You are viewing a plain text version of this content. The canonical link for it is here.
Posted to user@nutch.apache.org by Peter Harrington <pe...@gmail.com> on 2011/09/07 19:28:15 UTC
CrawlDb and Generator time growing unnaturally
I run Nutch1.3 crawl with topN = 5000, and depth=20.
For the first two crawl cycles the Generator and CrawlDb Update phases
take ~1hour. Around the 3rd cycle this increases to 3.5 hours, then
around the 9th cycle these two phases take over 12 hours. I have
plotted out this time and it's not growing naturally as in linearly or
exponsntially or anything like that. There are distinct digital steps
in the Generator and CrawlDb time. I expect these phases to take
longer as I have more links but not like this.

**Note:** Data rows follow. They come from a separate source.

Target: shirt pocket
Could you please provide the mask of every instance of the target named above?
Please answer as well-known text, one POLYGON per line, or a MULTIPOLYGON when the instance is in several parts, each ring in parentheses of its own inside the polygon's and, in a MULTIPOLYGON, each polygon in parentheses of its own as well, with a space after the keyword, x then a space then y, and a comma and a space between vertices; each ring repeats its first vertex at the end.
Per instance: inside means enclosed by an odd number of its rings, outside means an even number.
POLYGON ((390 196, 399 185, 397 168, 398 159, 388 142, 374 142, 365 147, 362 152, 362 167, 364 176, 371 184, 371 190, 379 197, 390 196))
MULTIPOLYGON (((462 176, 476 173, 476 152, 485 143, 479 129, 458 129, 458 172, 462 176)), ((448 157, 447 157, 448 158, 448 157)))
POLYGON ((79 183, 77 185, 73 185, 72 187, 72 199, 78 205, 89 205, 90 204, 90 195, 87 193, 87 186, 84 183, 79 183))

After the crawling is complete I started crawling again and the
Generator and CrawlDb time go back to taking ~1 hours. It seems that
I can keep these times at 1hour if I do not use a depth>2.

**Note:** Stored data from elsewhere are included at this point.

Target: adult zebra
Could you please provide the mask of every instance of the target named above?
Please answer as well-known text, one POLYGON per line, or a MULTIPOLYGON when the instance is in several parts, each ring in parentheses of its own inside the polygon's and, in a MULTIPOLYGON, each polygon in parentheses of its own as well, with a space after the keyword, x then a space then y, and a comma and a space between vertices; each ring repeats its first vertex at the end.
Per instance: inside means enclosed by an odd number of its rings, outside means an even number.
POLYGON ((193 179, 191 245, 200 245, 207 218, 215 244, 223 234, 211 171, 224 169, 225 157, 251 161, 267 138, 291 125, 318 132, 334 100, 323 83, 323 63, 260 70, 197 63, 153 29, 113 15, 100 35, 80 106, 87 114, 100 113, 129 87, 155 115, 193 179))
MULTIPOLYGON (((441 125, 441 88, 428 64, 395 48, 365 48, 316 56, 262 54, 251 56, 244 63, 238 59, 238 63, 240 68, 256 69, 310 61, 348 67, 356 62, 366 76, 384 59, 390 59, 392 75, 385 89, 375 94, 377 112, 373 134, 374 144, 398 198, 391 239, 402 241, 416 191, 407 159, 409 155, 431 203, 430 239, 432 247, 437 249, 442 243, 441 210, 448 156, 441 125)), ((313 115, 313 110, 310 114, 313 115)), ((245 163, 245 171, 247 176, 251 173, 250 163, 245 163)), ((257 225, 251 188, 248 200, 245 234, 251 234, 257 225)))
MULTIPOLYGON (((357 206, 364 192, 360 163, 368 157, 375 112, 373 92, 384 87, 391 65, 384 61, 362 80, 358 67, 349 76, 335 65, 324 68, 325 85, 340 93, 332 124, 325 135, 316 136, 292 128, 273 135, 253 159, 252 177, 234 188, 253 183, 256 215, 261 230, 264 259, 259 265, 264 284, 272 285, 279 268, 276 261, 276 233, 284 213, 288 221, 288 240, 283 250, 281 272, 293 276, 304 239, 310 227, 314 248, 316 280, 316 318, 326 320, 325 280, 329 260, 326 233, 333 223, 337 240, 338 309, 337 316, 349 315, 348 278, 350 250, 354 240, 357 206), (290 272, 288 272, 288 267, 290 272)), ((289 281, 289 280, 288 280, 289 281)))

Why is this happening? Any ideas?
During these two phases the processor is 99% utilized, and the memory only 11%.
Re: CrawlDb and Generator time growing unnaturally
Posted by Markus Jelsma <ma...@openindex.io>.

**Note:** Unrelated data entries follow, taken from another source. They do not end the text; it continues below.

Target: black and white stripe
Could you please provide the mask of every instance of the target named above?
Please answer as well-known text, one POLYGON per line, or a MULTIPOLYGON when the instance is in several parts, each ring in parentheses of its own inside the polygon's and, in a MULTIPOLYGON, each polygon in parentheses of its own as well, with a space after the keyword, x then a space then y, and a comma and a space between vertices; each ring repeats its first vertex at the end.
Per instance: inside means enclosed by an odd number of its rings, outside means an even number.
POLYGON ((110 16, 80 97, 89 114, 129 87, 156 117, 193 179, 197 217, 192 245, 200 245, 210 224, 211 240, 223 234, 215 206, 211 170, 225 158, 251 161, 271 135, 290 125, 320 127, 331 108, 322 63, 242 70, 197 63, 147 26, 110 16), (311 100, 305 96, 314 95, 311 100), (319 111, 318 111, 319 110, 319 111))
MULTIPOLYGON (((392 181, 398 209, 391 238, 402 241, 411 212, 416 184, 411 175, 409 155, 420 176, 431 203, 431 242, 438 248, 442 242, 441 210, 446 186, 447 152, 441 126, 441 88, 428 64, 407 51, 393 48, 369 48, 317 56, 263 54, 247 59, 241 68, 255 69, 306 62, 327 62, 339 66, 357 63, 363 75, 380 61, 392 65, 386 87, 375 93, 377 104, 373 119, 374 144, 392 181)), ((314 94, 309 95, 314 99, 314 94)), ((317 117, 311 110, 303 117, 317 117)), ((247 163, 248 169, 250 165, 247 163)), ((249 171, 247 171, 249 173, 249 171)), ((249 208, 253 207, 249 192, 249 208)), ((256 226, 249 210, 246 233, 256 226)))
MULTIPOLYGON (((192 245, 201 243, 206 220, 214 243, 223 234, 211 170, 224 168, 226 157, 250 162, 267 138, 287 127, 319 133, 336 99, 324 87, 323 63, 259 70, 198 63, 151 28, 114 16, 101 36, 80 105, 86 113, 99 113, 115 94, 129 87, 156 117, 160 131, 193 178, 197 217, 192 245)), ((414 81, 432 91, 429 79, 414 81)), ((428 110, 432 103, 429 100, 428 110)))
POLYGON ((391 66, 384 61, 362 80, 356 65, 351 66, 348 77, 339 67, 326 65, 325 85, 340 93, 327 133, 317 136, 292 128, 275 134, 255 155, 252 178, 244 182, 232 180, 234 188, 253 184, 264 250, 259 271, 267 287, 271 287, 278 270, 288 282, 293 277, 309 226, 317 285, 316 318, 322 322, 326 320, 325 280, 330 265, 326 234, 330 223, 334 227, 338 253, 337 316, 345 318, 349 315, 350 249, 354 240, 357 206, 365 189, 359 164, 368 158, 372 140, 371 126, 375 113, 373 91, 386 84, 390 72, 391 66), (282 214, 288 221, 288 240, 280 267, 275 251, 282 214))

It's likely you're normalizing and filtering in both jobs. We don't do
filtering or normalization at all for both jobs and rely on ParseOutputFormat
instead.
> I run Nutch1.3 crawl with topN = 5000, and depth=20.
> For the first two crawl cycles the Generator and CrawlDb Update phases
> take ~1hour. Around the 3rd cycle this increases to 3.5 hours, then
> around the 9th cycle these two phases take over 12 hours. I have
> plotted out this time and it's not growing naturally as in linearly or
> exponsntially or anything like that. There are distinct digital steps
> in the Generator and CrawlDb time. I expect these phases to take
> longer as I have more links but not like this.
> After the crawling is complete I started crawling again and the
> Generator and CrawlDb time go back to taking ~1 hours. It seems that
> I can keep these times at 1hour if I do not use a depth>2.
> Why is this happening? Any ideas?
> During these two phases the processor is 99% utilized, and the memory only
> 11%.